Produced by Creative Time, the same organization that commissioned Tribute in Light, the twin beacons of light that illuminated lower Manhattan six months after 9/11, the exhibit was located in what used to be the raw sugar warehouse. 

Upon entering the building one is hit with the surprisingly strong, pleasant smell of molasses and caramel. The aroma permeates every corner of this enormous beautiful space. The now famous sugar coated Mammy Sphinx rests on one end. Once you see her, one realizes not even a space this size can contain her power.

Rich in symbolism, controversy and politics, over the last few months the Mammy sphinx has generated all sorts of debate both positive and negative and been called everything from "triumphant" to "Cleopatra as Worker" to "resembling a blaxploitation star". The fiercely talented Ms. Walker has certainly done her job provoking radically different responses is the result of great art.

The sphinx's left hand is formed into a figa which has many meanings, fertility and "F@#k You"  among them. The view of her back end reveals a voluptuous posterior cradling a pronounced vulva.

Scattered around the rest of the space and leading up to the Mammy Sphinx are sculptures of slave children.

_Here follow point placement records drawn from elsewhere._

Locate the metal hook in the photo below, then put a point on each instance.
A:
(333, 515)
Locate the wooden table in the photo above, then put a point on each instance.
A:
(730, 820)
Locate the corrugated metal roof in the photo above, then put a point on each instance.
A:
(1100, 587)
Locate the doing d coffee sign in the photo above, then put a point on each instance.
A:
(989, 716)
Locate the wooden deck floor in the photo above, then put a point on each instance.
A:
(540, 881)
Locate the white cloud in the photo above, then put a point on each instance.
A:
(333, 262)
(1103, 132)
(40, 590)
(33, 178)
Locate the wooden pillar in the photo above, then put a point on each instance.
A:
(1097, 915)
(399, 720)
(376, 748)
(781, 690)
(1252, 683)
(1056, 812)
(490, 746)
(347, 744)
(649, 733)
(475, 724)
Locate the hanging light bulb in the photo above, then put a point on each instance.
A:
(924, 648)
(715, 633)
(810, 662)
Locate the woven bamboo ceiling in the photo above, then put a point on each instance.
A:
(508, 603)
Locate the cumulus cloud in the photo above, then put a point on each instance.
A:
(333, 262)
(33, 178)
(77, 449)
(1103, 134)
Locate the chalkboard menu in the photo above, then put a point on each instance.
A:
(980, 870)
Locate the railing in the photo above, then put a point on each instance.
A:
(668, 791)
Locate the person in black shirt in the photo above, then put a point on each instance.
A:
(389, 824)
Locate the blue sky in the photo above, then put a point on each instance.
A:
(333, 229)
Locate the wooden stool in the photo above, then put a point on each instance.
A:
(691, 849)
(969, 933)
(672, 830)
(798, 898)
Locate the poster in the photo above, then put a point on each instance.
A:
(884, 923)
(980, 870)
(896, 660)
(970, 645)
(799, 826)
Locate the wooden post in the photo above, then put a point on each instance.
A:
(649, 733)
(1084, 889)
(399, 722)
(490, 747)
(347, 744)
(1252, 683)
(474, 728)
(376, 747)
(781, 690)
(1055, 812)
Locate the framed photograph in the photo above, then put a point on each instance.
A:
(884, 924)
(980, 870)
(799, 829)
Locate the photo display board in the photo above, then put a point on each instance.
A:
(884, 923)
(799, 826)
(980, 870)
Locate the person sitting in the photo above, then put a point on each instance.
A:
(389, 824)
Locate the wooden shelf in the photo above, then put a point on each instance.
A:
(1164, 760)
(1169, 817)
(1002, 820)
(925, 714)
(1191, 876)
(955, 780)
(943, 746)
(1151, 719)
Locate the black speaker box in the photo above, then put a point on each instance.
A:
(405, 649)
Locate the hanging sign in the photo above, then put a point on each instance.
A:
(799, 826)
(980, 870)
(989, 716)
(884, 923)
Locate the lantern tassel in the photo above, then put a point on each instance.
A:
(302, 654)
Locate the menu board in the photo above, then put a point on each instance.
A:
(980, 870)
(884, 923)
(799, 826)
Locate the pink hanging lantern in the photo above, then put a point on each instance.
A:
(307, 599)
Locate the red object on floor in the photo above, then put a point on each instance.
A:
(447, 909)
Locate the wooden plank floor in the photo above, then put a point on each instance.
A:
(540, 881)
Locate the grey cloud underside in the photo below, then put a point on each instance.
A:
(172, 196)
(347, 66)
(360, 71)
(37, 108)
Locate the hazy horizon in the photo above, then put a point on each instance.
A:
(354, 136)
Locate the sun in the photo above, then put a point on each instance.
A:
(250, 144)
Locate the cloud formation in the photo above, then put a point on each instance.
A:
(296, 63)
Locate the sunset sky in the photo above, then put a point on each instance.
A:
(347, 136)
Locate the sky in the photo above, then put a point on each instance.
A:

Some are made out of molasses coated resin and others are made totally of molasses.

Many of these made from molasses boys have melted into the floor creating new, even more disturbing figures reminding one of the decimation of children exploited for labor.

It was an incredible and special experience to be alone in this place (there were just two of us covering the exhibit for Citizen Brooklyn) but I also would have liked to returned to see the sculptures among a crowd to eavesdrop on other people's reactions.

One part of the complex is slated to be renovated for housing and the rest will be bulldozed to make room for the waterfront park and "mixed use"  which most likely means Starbucks and other chain stores. Ugh.

It is beyond tragic they can't save this unique sweet smelling space, even to use for events and conferences. 

The warehouse is covered with rich textures on the walls and floors, some due to the sugar, some to the graceful aging of the building.

Molasses drips from the walls, puddling and staining the floors.

Columns as well, where sugar is piled around the edges.

According to Creative Time's curatorial statement, the factory was Built by the Havemeyer family in 1856, by 1870 it was refining more than half of the sugar in the United States, producing over 1,200 tons every day. Now it will be just a sweet memory. I'm still mad at myself I didn't take the once in a lifetime opportunity to lick a wall.